Saturday and Sunday found me on a private gun range in south Austin as an attendee and student of the STS (Survival & Tactical Systems) Tactical Handgun Course. Now, before we get too far into this thing...let it be known that I am a handgun "newbie". That is to say that I've not had a ton of experience handling, manipulating or firing handguns. Simply put, it's something that's relatively new to me, but my interest in becoming a competent and confident gun owner has pushed me to step out and seek coaching. And, like most things, if you want to acquire a skill - you MUST gain knowledge and experience from those that have already mastered that craft......Also known as "getting a coach".
The STS crew was comprised of 5 former special operations veterans who have become outstanding coaches through there many years of honing their skills and teaching others. In fact, during the 2-day course, I found myself drawing parallels between their coaching and mine in the strength and conditioning realm. It was a very interesting experience being on the other side of the coach - student relationship while learning a multitude of brand new skills and ideas.
At times, I found myself getting frustrated with my lack of performance in certain portions of the course, while during others I was pretty damn proud of myself for hanging in their with some very experienced shooters. It was eye-opening to say the least. I kept putting myself in the shoes of my athletes as they learn, say, the barbell clean. This is a very technical lift with many moving parts and pieces that often finds the athlete becoming frustrated that they aren't performing up to their preconceived standards. But, in both cases, the missing piece of the puzzle is not lack of effort. It's not a lack of ability. It simply boils down to a low number of quality repetitions.
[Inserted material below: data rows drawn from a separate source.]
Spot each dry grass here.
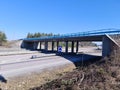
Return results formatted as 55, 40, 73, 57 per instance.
1, 51, 120, 90
0, 64, 75, 90
30, 49, 120, 90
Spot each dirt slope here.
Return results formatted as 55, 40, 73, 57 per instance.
30, 51, 120, 90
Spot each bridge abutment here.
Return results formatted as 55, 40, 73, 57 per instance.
102, 36, 116, 57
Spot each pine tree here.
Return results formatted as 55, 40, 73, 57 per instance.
0, 31, 7, 45
27, 33, 31, 38
26, 32, 59, 38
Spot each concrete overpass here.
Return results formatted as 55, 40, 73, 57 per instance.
21, 29, 120, 57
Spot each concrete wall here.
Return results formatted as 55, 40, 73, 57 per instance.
102, 35, 119, 57
21, 41, 39, 50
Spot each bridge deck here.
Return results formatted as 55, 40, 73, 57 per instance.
23, 29, 120, 42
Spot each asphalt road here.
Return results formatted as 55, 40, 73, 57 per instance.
0, 54, 82, 78
0, 46, 101, 78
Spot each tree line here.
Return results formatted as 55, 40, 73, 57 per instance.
0, 31, 7, 46
27, 32, 60, 38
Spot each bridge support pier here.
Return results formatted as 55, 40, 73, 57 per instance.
65, 41, 68, 53
33, 42, 39, 50
71, 41, 74, 53
45, 42, 48, 51
39, 42, 41, 50
52, 41, 54, 51
57, 41, 59, 52
76, 41, 79, 53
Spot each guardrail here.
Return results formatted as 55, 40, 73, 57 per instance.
24, 28, 120, 41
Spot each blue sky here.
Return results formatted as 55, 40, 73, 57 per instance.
0, 0, 120, 40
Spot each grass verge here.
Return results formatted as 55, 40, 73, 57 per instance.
0, 64, 75, 90
30, 50, 120, 90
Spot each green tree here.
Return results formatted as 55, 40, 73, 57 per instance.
34, 33, 38, 38
26, 32, 58, 38
27, 33, 31, 38
27, 33, 34, 38
0, 31, 7, 45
Quite honestly, it was silly of me to be so frustrated that I wasn't hitting each and every target dead center. Why? I have not had a lot of quality repetitions to build and hone that particular skill. In fact, that frustration often times causes a snowball effect that only makes it harder to perform well. It's the very same for new athletes that walk in to TCS and expect to back squat 315lbs on day 2. It's not going to happen that way. There's a lot to the saying, "Repetition is the mother of skill." And I had to keep reminding myself of this fact throughout the weekend.
My frustration must've been more obvious than I thought because I noticed the STS crew (coaches) changed their approach, cues and strategies -- as any quality coach does when something is not having the desired outcome. Like I said, being on the other side of this particular dynamic was both extremely interesting and valuable. It provided me with more empathy for my athletes and their frustrations, and it brought to light some internal obstacles that , like obstacles do, get in the way of progress.
In either case, the weekend course exceeded expectations and proved to be valuable above and beyond in both aspects; as a student and a coach.
So to wrap this up - a quick final message:
Coaches: Be sure that you are stepping out of your comfort zone and trying to acquire new skills. It will provide you with a greater understanding of what your athletes may be experiencing while stepping out of their comfort zone. Possessing empathy, especially as a coach, is a valuable tool that often times gets pushed to the wayside.
Athletes/Students: Being highly motivated to learn new skills is a key to being coachable. But on the other hand, having compassion for yourself and understanding that skill "X" may take some time to hone is also a big factor. Remember that frustration and self-doubt are natural emotions that will pop up from time to time, but to live in that space will only create more of the same. Create strategies for yourself to implement when you start becoming frustrated so as to stop that downward spiral and salvage the time and the energy spent expanding that comfort zone.
To the STS crew: Thank you for your outstanding coaching, effort and energy. You did an amazing job catering to each and every attendee - regardless of their experience level. And as a coach, it was refreshing to be reminded of what that position actually means and the power we have to help others develop themselves. Thank you!